Leveraging the 3000 Rice Genome Data for Computational Design of Polymorphic Markers in a Local Rice Variety Lacking Sequence Data

Abstract

DNA markers can detect DNA sequence variations in the genome, and they are useful for genetic studies, DNA fingerprinting, and genotype-based selection in breeding programs. Rice, as one of the model plants for genetic and genomic studies, has abundant DNA markers stored in various online databases. Selecting markers in rice is not limited by marker availability but rather by their polymorphism in the target population. We developed a computational method to screen millions of single nucleotide polymorphism (SNP) markers listed in IRRI 3000 rice genome database in order to find a subset of markers that are polymorphic in an F2 mapping population created from a cross between a parental line with a known genome sequence and a local Indonesian variety with no genome sequence data. The parental lines were genotyped using an affordable medium-density SNP array.

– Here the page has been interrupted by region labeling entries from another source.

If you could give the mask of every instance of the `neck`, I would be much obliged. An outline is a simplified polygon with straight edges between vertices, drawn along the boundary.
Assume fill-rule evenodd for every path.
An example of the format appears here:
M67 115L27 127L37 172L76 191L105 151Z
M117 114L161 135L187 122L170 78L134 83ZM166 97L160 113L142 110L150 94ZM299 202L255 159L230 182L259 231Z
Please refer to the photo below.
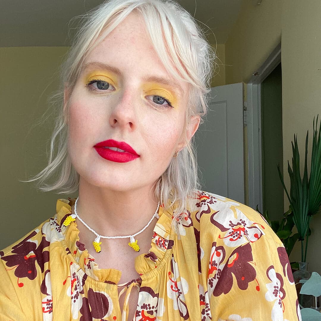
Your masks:
M77 213L101 235L130 235L147 223L157 208L151 186L119 192L79 183Z

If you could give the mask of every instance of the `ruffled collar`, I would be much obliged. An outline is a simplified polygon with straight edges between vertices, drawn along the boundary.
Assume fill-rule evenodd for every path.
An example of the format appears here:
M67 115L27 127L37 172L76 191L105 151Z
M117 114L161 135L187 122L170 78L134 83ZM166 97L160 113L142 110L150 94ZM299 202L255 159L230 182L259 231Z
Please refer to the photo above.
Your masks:
M75 199L58 199L56 205L56 222L60 227L63 240L76 263L88 276L98 281L117 284L121 272L114 269L100 269L95 258L79 241L79 230L75 221L65 227L63 223L71 213L71 206ZM142 280L157 274L165 265L167 258L171 253L175 233L171 228L172 208L165 210L163 204L160 206L160 216L155 225L148 253L143 253L135 259L134 266Z

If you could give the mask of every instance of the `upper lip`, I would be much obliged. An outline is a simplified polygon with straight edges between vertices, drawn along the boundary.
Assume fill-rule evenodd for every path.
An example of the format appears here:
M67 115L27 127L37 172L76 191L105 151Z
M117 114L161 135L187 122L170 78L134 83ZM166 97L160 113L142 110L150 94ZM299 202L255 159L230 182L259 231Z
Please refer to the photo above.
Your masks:
M96 144L94 147L115 147L134 155L139 155L130 145L125 142L117 142L113 139L108 139Z

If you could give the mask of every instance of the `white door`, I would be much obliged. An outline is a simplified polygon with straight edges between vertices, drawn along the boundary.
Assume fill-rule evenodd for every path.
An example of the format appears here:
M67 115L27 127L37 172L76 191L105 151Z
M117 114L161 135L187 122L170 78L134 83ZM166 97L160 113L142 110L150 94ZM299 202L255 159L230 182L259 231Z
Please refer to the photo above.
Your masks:
M243 83L211 89L195 135L202 189L244 203Z

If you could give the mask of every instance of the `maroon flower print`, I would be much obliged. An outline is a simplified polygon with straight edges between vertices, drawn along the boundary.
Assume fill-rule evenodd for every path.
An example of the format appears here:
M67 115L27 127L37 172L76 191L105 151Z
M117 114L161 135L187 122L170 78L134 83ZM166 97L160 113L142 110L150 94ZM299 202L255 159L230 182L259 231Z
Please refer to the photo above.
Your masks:
M278 247L278 253L280 263L283 268L283 274L284 276L287 276L289 282L291 283L294 283L294 280L293 278L292 271L291 269L291 265L288 257L286 250L283 247L280 246Z
M32 234L31 233L29 237L32 237ZM18 285L21 287L23 286L23 283L19 282L19 278L27 277L33 280L37 277L36 261L41 273L43 273L45 263L49 261L49 251L44 251L44 249L49 246L50 242L46 240L45 236L43 236L38 247L37 243L32 241L25 241L19 244L19 246L17 245L14 247L11 251L13 254L2 256L1 258L7 262L6 265L7 266L13 267L12 269L15 269L14 275L18 278Z
M232 253L219 275L213 295L217 297L222 293L228 293L233 285L234 274L238 286L241 290L245 290L248 283L256 277L255 269L249 263L253 259L252 248L249 243L236 248Z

The genotype data was cross-referenced with the rice genome database to perform phylogenetic analysis and identify accessions clusters with the highest genetic similarities to each parental line. The cluster data was then used to identify monomorphic SNP candidates within the cluster but exhibit consistent polymorphism between the two clusters. Using this method, we obtained a SNP marker set for a segment in rice chromosome 8 with 76.19% polymorphism rate, which is much higher than the expected 1.06% polymorphism rate if the SNP markers were chosen randomly. The improved polymorphism rate was also observed when the method was applied to other random chromosome segments and randomly chosen parental candidates.